The caveat is it will take time for people to understand how important this is. People shouldn’t be waiting to reach retirement; they should be thinking way in advance of that.

The vast majority of the public aren’t savvy and find finance a difficult concept to deal with. Human behaviour doesn’t allow itself to think that far ahead – it’s too hard to contextualise what you’re going to be doing in 10 or even 40 years’ time.

Whether an active manager chooses to or not, they will invariably be involved in boardroom issues and discussions. But while the passive industry has no real interest in what they are doing because they simply follow an index, I wonder whether they forfeit the right to be involved with the boardroom conversation.

Managing a business with over 40 Oeics, 200 Sicavs and 20 investment trusts is complicated. Juggling all of that in terms of products and client types makes managing my own time the greatest obstacle.

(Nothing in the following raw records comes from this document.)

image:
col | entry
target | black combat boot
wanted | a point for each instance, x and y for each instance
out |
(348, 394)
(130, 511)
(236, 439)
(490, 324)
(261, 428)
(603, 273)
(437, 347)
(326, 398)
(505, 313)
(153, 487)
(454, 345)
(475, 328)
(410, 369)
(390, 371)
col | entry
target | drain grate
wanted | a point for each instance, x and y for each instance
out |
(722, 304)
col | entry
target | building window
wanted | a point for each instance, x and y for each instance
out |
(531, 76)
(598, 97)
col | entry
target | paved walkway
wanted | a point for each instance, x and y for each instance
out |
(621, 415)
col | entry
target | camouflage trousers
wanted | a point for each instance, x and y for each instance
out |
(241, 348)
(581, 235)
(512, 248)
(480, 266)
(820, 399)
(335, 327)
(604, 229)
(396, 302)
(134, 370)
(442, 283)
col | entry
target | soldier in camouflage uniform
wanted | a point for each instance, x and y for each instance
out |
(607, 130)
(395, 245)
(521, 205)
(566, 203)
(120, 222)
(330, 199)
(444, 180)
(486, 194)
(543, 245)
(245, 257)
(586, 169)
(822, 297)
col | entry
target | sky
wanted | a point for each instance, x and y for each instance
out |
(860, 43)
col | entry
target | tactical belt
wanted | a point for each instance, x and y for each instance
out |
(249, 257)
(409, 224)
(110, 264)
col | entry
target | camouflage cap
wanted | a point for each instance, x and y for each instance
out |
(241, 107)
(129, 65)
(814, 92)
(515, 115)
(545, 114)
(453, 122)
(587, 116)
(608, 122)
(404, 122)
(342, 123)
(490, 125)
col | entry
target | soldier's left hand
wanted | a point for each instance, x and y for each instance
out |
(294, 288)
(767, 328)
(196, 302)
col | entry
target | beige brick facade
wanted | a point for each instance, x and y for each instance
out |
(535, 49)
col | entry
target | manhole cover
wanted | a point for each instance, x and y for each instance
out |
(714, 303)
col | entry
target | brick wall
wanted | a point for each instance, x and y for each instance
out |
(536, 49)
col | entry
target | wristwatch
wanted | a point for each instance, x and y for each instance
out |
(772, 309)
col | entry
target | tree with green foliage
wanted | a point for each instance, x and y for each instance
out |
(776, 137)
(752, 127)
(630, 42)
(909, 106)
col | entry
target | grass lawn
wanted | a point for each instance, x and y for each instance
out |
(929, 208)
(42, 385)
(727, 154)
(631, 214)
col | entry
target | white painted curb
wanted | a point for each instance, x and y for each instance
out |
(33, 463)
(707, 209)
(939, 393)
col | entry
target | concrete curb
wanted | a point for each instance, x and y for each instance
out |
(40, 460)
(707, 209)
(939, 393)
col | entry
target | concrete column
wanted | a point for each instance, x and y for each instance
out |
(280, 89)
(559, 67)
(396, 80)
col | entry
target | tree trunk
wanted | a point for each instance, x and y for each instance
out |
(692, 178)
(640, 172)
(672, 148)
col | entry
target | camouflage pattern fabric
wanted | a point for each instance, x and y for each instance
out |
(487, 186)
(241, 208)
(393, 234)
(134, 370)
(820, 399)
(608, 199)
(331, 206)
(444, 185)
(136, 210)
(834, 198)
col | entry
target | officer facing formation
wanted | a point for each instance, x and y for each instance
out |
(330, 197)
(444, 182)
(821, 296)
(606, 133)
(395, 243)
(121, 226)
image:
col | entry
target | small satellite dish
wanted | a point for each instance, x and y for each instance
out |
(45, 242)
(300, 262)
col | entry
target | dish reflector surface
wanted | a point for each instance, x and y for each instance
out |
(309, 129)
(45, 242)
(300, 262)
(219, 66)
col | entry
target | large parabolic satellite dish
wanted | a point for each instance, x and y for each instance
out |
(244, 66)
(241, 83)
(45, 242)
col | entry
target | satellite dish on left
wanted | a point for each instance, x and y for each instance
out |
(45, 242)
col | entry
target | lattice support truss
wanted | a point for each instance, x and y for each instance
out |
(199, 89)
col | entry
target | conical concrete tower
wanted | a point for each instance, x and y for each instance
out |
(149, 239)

The single biggest change in my 21 years in the industry is the importance of the consumer and the end client. When I first started, the consumer wasn’t always what we thought about, it used to be thinking about ourselves as product providers.

Without the end consumer, we don’t have a business. Whether that end consumer is through an Isa, investment or pension, we manage their money. It’s a welcome turnaround.

Society generally has become much more short-term focused about everything. There is the need to switch something on and have it work immediately.

The danger is that people start to think of their investments in those terms. Investment should be long-term and most processes are built around long-term thinking.

One of the things that can frustrate consumers about financial services is the bureaucracy. I would like to see a digital passport, which you could use to set up any account – an investment, loan, pension for example – that would make things significantly easier for the industry.

If the set up of investments could be much easier, the industry would be sympathetic too. I would like to see it in this year’s manifesto for all parties.

You don’t want consumers being attracted to investing then having to spend so much time getting on board that they lose interest. That’s exactly where we lose people, even if they are four fifths of the way through.